This software can clone a person's voice by listening to a 5-second sample

Originally published at:


All the better to impersonate a target’s mother on the phone (as in The Terminator) or possibly a target’s foster mother on the phone (as in Terminator 2: Judgement Day).


My mind went to Ferris Bueller.


I’m not sure why a Terminator would want to impersonate Ferris Bueller on the phone but I guess that could work too.


Well, assuming the Terminator came of age during the 1980s, I’m pretty sure everyone wanted to be Ferris Bueller.


I wonder how it works with transgender voices for trans-folks crossing the binary vocally?


I was discussing this last night with the missus.

With realtime raytracing hardware now, deepfakes and now this voice cloning capability, if you look over the horizon and imagine slick tooling made available to home users, where you end up is very watchable fanfiction of long-dead TV shows.

I would watch fanmade episodes of “Pushing Daisies”.

You look a little past this point, and the lightbulb goes off for the writers of such shows.

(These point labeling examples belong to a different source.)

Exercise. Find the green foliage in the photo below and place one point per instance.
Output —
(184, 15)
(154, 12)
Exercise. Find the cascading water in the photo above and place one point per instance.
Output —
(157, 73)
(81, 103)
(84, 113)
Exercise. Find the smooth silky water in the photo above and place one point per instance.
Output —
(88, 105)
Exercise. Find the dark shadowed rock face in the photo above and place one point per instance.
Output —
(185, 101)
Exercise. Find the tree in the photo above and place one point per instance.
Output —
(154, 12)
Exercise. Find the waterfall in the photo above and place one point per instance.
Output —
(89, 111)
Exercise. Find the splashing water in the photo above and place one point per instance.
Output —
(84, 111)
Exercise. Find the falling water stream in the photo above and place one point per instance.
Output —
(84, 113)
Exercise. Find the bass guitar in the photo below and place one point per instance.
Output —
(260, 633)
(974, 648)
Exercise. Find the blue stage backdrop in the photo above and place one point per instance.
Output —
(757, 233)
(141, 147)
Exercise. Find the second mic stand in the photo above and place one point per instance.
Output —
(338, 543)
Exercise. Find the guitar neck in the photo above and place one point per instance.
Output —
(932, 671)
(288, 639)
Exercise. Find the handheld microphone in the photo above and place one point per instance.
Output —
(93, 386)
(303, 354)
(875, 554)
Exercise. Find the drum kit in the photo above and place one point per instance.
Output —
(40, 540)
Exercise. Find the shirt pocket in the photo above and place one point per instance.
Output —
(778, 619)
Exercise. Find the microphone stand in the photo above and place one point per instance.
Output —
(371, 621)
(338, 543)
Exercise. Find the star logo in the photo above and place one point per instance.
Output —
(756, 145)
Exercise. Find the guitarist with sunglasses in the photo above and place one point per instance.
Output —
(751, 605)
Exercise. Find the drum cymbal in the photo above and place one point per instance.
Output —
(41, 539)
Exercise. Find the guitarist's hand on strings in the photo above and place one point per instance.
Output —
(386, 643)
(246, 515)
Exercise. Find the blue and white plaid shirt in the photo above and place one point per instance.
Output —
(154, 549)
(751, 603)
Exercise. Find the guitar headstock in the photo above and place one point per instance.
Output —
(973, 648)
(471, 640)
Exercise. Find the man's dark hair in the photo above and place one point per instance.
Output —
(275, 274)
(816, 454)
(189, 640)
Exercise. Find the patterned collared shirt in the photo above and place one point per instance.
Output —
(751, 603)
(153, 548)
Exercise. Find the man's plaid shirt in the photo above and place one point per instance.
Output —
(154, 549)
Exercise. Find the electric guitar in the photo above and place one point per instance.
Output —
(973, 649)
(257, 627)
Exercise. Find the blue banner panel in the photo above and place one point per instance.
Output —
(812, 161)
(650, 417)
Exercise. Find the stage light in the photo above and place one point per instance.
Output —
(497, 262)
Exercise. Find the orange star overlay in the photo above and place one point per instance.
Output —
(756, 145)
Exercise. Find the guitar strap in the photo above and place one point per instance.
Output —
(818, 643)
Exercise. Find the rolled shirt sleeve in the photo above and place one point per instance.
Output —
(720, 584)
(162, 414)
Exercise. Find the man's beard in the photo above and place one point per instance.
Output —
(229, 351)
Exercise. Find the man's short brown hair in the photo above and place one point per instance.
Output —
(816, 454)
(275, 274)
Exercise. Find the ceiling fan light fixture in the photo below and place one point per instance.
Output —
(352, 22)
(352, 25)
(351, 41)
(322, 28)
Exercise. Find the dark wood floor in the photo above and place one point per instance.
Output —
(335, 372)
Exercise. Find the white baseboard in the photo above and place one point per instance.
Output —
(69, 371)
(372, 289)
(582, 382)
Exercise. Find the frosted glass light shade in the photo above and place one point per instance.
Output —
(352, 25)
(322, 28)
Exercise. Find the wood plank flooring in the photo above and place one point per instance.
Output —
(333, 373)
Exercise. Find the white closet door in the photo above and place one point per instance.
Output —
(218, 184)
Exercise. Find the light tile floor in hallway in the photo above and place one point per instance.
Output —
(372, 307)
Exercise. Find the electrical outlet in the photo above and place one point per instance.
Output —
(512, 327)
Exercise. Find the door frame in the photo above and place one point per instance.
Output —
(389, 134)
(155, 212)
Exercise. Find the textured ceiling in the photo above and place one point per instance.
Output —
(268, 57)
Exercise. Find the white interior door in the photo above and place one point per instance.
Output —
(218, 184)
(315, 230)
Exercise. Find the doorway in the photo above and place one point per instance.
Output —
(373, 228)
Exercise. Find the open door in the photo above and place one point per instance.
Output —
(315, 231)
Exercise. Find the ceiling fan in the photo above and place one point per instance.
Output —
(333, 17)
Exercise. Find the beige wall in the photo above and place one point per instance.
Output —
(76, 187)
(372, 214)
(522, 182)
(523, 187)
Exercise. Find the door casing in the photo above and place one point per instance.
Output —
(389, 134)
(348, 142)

Low cost reboots with royalties paid to the original actors.


Tell tale being a slight Austrian tone due to the base voice files.

Deep fakes just got a LOT deep fakier.


Shopping list for immediate future (everyday citizen version):

-Guy Fawkes mask
-mirrored clothing
-red laser pointer thingy
-tin foil (double the order)
-hair dye
-multiple VPN subscriptions
-anti-drone netting
-colored contact lenses
-pi hole
-and a fucking Electrolarynx


I’m disappointed that I can’t think of any hacker movies that foresaw this technology, as the immediate use is going to be calling up someone at work to impersonate their boss and get them to compromise the entire organization/transfer millions of dollars.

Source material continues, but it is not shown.